浮気者上司!?に溺愛されてます
ランチから戻った後、襲ってくる眠気を誤魔化したくて、私は書庫に籠ってため込んでしまったファイリングを始めた。


書類の左端にパンチで穴を空けて、ただ機械的に綴り込んでいくだけの作業。
それでも立ったまま手を動かして、目をファイルの背表紙に走らせる……という動作があるだけで、デスクでパソコンに向き合っているよりは眠気も紛れる。

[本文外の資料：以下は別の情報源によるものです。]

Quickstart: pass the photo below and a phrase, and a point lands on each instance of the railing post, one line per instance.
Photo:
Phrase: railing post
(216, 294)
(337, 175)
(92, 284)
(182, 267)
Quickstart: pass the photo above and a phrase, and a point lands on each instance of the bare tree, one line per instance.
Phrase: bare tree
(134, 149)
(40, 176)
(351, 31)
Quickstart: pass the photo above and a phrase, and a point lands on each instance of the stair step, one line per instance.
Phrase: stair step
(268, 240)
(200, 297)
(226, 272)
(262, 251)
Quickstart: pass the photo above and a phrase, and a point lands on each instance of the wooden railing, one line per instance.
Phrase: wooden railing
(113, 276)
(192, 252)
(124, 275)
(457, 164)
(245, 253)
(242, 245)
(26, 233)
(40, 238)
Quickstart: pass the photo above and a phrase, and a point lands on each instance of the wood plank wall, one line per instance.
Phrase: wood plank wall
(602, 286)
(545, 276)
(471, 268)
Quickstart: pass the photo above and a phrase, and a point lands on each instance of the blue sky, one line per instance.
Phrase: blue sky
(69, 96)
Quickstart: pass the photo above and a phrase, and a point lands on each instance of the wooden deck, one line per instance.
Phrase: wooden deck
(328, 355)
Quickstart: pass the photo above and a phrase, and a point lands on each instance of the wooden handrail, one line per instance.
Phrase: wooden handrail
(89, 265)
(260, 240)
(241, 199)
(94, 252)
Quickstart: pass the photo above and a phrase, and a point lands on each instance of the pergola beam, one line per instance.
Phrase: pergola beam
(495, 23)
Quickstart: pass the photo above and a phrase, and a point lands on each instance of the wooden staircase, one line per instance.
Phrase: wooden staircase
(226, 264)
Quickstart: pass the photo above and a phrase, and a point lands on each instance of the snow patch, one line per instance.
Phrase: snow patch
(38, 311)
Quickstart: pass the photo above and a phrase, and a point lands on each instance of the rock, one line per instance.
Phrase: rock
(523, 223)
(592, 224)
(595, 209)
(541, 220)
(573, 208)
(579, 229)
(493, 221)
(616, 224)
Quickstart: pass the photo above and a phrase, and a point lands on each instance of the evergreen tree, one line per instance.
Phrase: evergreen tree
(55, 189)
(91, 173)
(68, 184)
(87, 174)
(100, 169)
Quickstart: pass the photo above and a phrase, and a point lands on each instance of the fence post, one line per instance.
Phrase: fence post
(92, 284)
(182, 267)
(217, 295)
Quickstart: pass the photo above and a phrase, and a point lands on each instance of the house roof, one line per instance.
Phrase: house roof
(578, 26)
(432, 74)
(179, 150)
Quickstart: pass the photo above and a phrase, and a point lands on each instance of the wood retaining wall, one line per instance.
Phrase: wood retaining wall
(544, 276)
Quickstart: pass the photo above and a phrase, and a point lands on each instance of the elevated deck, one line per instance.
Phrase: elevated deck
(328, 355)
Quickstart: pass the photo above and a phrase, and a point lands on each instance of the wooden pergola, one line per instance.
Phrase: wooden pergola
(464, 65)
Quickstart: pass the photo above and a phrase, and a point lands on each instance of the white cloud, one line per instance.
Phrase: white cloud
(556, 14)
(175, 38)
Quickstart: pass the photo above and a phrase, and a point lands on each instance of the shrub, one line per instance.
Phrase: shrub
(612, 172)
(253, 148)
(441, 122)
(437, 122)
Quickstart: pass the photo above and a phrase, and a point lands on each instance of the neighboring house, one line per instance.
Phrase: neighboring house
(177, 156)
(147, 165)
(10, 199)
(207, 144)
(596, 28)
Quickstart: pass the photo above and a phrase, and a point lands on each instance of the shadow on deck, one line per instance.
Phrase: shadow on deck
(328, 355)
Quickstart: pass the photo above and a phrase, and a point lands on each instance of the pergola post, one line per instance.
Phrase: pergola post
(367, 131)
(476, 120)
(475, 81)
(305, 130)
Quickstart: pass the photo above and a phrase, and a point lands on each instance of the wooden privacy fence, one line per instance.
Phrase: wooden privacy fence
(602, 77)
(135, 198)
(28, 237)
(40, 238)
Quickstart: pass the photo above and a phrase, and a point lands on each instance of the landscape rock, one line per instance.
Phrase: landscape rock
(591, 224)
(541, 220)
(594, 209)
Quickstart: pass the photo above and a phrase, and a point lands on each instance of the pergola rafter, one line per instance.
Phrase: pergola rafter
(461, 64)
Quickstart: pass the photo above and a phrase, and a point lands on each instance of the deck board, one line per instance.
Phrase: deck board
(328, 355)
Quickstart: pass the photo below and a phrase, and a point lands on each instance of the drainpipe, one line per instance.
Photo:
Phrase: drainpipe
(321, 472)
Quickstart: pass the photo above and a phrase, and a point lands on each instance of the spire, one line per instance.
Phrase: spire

そうして、頭の中ではぼんやりと高津に言われたことを考えていた。


『女っぽくなった』


すぐに別の言葉で否定されたけれど、普通に考えて嬉しい言葉には違いない。
そして、誤魔化しはしても、私の変化が全部恭介のせいだということは否定できない。


思わず、自分の右手を左手で握りしめた。
そして、なんとなく胸の高さに持ち上げる。


「あんなことされたら……私じゃなくたってドキドキするでしょ」


誰もいないのをいいことに、ふて腐れた気分になってそんなことを呟いた。


オフィスではいつもと変わらない緩~い上司。
私だけじゃない、他の同僚が提出した書類も、目くらばんを押す。
デスクに頬杖をついて、特に表情も変えず、口癖は相変わらず『いいんじゃん? それで。やってみて』


それでも、関心がないわけじゃない。
困っている部下には意外に切れ味鋭い提言を放つし、『いいんじゃん? それで』の後は副部長にも部長にも一緒になって押し通してくれる。
それがうまくいってしまうんだから、上は文句を言わない。